En droit des marchés publics, la responsabilité première du respect des délais incombe à l’entreprise titulaire, ici le groupement COVEC-Mali/EGK. Elle s’est engagée sur un délai ferme de 36 mois à compter de l’ordre de service. Toute interruption imputable à une mauvaise organisation interne, à un sous-dimensionnement des équipes, à une insuffisance de mobilisation de matériel ou à des difficultés financières relève d’abord de sa responsabilité contractuelle.
Toutefois, l’entreprise n’agit pas seule. Le bureau de contrôle et de surveillance (GTAH, Lobou Conseils, ECI) a pour mission de suivre l’avancement, de valider les situations, de signaler les dérives et de proposer des mesures correctives. S’il n’a pas anticipé les risques, s’il n’a pas alerté à temps ou s’il a validé des plannings irréalistes, sa part de responsabilité technique peut être engagée.
Enfin, le ministère de tutelle, à travers la Direction générale des Routes, assume une responsabilité stratégique : coordination des acteurs, gestion des contraintes urbaines (déplacement des réseaux, expropriations, sécurité), arbitrage budgétaire et prise de décisions rapides en cas d’aléas. Un déficit de pilotage ou une lenteur administrative peut amplifier les retards.
Dans un chantier urbain de 10 km en 2×3 voies, les aléas sont structurels : réseaux enterrés imprévus, gestion du trafic, saison des pluies, contraintes sociales. La responsabilité est donc souvent partagée et cumulative, rarement exclusive.
2. La ministre peut-elle être tenue pour seule coupable ?
Non, pas sur le plan technique et contractuel.
Le délai de 36 mois n’est pas une affirmation populiste de Mme Dembélé Madina Sissoko ; il est inscrit dans le contrat approuvé par décret. Ce n’est pas une improvisation politique mais une estimation fondée sur la complexité des travaux. Imputer à la seule ministre la durée contractuelle reviendrait à ignorer la chaîne de validation (études préalables, financement BOAD, approbation gouvernementale).
Politiquement, en revanche, un ministre assume la responsabilité symbolique du portefeuille. Mais la responsabilité politique ne doit pas être confondue avec la responsabilité opérationnelle.

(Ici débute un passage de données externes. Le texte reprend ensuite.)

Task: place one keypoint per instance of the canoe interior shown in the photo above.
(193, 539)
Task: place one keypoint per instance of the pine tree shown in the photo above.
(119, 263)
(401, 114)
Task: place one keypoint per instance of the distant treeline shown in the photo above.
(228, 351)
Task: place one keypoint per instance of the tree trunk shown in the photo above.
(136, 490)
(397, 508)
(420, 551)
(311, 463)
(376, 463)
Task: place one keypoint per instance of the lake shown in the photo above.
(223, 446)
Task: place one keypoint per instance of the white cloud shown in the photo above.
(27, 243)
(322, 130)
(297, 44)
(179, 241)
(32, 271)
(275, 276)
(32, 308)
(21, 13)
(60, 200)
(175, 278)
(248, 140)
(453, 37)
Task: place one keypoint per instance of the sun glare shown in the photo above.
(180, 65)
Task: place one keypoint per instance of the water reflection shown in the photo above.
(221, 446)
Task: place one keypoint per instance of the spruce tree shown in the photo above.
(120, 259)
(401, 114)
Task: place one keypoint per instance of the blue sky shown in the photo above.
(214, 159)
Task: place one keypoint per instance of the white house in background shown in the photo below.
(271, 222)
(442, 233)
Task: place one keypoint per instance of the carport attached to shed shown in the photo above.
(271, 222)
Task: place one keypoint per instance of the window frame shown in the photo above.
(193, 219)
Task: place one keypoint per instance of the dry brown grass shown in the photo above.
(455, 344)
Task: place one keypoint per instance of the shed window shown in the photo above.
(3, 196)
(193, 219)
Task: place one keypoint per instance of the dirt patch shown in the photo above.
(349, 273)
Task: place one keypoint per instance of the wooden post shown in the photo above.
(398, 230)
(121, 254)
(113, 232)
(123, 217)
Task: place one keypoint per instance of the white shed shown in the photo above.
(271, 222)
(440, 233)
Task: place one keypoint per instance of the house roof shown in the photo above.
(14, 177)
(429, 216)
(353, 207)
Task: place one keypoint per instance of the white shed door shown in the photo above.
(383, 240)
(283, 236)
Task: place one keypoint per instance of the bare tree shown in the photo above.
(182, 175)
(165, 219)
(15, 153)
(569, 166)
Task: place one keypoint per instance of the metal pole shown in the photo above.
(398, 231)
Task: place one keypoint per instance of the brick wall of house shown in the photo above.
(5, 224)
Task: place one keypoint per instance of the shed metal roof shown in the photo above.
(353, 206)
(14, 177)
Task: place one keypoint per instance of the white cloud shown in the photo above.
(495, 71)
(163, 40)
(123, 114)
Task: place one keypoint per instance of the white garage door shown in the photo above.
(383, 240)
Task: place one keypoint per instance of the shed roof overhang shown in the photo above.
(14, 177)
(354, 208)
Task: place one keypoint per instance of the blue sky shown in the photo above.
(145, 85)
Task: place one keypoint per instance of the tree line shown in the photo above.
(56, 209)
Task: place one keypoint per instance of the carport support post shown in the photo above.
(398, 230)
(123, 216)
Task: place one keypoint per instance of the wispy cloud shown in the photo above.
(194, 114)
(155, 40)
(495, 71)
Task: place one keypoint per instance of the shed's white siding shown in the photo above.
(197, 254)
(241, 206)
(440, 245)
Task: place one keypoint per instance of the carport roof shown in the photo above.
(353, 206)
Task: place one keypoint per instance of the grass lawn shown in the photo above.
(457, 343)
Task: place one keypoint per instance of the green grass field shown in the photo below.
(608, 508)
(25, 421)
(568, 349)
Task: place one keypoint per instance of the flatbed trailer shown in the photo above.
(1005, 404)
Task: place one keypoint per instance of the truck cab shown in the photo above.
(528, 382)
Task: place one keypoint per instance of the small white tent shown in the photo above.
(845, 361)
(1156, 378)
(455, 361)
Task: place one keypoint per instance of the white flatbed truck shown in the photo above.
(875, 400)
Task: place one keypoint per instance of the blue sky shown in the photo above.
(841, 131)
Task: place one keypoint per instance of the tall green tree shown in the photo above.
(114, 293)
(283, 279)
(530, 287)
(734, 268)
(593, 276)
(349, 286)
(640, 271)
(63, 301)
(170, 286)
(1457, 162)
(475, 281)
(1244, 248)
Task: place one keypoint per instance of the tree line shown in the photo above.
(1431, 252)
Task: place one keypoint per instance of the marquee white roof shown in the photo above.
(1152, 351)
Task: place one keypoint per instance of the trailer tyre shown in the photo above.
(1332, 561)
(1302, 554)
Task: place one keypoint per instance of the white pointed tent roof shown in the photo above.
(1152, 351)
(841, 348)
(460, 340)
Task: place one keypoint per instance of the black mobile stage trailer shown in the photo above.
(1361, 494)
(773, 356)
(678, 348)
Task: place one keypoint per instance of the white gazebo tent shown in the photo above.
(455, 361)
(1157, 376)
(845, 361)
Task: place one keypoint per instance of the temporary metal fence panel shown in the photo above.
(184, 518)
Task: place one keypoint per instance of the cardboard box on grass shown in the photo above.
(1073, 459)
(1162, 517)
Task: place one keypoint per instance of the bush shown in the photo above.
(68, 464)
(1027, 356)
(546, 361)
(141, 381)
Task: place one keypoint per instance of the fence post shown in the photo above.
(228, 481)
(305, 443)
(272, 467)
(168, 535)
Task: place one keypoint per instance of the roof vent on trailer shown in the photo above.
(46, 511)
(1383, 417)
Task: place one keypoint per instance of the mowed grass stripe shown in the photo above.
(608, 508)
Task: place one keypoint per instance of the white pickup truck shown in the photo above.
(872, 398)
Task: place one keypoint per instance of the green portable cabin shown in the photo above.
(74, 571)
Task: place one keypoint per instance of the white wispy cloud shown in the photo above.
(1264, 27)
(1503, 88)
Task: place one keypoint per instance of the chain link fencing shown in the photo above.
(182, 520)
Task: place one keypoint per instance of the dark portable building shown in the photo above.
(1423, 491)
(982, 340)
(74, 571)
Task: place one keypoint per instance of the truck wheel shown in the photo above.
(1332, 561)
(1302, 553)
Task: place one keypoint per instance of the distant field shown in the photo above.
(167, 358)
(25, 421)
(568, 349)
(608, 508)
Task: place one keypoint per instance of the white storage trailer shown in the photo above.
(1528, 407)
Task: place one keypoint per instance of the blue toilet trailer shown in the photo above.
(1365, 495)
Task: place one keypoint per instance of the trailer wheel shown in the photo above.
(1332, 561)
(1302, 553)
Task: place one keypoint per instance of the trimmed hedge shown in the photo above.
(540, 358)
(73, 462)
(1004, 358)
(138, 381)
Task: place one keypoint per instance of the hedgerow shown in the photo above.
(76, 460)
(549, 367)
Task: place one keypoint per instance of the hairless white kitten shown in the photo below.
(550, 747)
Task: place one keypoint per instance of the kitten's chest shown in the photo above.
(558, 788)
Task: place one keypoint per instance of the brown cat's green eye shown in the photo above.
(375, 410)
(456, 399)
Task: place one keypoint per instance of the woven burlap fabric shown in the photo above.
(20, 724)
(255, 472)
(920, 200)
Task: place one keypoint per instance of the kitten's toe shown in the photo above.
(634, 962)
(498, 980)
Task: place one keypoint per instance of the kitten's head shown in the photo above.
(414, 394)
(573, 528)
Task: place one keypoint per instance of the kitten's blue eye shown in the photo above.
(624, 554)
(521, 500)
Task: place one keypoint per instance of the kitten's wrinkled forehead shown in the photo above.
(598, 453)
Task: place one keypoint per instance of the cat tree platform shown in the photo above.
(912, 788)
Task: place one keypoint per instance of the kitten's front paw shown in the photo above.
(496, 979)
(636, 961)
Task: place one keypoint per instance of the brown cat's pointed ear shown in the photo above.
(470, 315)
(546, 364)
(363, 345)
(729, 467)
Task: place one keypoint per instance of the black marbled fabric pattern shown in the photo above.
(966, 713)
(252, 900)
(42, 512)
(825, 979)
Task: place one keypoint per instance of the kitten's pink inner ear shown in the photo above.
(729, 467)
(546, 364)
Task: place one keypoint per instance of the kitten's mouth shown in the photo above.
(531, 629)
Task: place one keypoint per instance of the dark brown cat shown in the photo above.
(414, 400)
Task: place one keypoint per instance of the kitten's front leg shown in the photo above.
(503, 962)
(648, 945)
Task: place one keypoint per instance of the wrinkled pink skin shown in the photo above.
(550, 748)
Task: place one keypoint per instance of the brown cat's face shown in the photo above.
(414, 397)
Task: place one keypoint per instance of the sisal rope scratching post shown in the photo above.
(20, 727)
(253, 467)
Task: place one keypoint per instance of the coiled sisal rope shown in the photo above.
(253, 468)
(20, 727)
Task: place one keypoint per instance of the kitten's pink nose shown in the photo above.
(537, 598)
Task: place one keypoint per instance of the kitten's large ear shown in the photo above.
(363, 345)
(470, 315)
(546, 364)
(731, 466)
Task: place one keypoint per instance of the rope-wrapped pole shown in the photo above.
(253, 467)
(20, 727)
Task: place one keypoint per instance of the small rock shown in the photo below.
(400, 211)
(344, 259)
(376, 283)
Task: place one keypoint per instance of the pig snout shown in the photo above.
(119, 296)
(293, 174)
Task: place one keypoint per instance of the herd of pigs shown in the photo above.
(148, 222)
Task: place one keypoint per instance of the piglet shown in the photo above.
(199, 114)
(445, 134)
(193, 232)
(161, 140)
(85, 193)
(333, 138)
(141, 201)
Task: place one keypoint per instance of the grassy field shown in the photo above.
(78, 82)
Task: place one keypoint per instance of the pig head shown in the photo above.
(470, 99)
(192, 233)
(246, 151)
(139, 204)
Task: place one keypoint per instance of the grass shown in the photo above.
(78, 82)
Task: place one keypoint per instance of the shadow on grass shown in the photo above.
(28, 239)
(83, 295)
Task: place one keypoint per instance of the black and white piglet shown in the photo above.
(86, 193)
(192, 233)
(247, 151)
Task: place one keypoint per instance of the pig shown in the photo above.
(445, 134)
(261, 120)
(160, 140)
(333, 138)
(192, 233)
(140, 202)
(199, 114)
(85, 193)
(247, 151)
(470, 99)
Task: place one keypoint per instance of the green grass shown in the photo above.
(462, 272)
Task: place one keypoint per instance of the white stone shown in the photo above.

En définitive, le retard éventuel d’un chantier d’infrastructure majeure est le produit d’une interaction entre maîtrise d’ouvrage, maîtrise d’œuvre et entreprise exécutante. Chercher un bouc émissaire apaise temporairement la colère sociale ; renforcer la transparence du suivi, communiquer sur les contraintes réelles et exiger des comptes contractuels constituent une réponse plus durable.